We tried several things including

  • Enabling the LongPathsEnabled registry key to disable this restriction. But it turns out it was already on the entire time and GHC/GCC aren’t using the right Windows API calls
  • Checking out the code in a different root directory, but it doesn’t seem to be possible with GitHub actions
  • Squashing the build directory with just --build-dir=b – still left us 2 characters over the limit!
  • Disabling per-component builds – just fails with another build error

But at the end of the day, the only reliable solution was just to rename haskell-language-server-wrapper to something shorter whilst building:

- name: Shorten binary names
  shell: bash
  run: |
    sed -i.bak -e 's/haskell-language-server/hls/g' \
               -e 's/haskell_language_server/hls/g' \
    sed -i.bak -e 's/Paths_haskell_language_server/Paths_hls/g' \
               src/**/*.hs exe/*.hs

There’s still some sporadic issues with Cabal on Windows and GitHub Actions having infrastructure outages so the builds aren’t 100% flake free yet, but it does provide a rather large build matrix with generous amounts of parallelism. You can check out the first release with binaries here.

The new Haskell Visual Studio Code extension

So you can download the binaries and manually put them on your path, which is fine and dandy, but at the end of the day the ultimate goal was to make the process of setting up a Haskell environment as easy as possible for newcomers.

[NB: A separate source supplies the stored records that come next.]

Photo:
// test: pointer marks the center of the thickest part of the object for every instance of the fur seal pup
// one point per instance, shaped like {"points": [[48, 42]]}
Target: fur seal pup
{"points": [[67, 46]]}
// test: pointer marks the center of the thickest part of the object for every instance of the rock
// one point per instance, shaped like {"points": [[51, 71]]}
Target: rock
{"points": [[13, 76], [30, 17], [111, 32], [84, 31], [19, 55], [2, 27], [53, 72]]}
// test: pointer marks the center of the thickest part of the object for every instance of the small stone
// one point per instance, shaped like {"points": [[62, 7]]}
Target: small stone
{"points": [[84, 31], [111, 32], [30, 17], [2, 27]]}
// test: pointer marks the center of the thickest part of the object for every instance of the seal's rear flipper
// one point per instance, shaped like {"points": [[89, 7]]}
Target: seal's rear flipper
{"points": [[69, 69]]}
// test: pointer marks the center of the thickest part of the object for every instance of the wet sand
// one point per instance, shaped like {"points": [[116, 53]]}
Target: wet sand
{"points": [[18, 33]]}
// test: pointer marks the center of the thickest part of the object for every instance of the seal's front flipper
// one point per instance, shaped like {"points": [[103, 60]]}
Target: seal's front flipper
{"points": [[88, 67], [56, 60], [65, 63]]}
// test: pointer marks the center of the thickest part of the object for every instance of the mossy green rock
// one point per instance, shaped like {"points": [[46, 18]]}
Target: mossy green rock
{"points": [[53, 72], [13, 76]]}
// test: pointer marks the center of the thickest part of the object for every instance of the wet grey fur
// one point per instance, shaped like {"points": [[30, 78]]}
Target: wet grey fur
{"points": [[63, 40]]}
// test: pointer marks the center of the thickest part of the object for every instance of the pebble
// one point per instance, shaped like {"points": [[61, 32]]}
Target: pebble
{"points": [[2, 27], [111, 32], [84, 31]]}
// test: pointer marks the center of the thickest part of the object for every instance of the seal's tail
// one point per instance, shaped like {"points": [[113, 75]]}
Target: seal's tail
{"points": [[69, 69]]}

So now the Visual Studio Code now takes full advantage of these binaries by automatically downloading them.

It first downloads the wrapper, which it can use to detect what GHC version the project is using. Then once it knows what GHC your project needs, it downloads the appropriate haskell-language-server for the matching GHC and platform before spinning it up. That way you only need the binaries for the GHC versions you are using, and the extension will automatically download the latest binaries whenever a new version of haskell-language-server is released. The video below shows it in action:

Hopefully this one click install will help users get setup a lot more quickly, but it is worth noting that at either GHC, Cabal or Stack still need to be installed depending on the project. They’re needed for both the aforementioned GHC library directory, as well as building dependencies etc. (But someday in the near future, we might be able to automatically download these tools as well!)

In the coming weeks the Visual Studio Code extension, previously known as vscode-hie-server, will be hosted under the Haskell organisation and become just “Haskell” in the extension marketplace. This should give a new unified, official front for the language server, which is a labour of love of the entire community: The road to these static binaries was the work of many contributors across ghcide, hie-bios and haskell-language-server. Thanks to Javier Neira for ironing out all the kinks on Windows, Brian McKenna and amesgen for making the binaries truly static on Linux, and all those who helped test it out.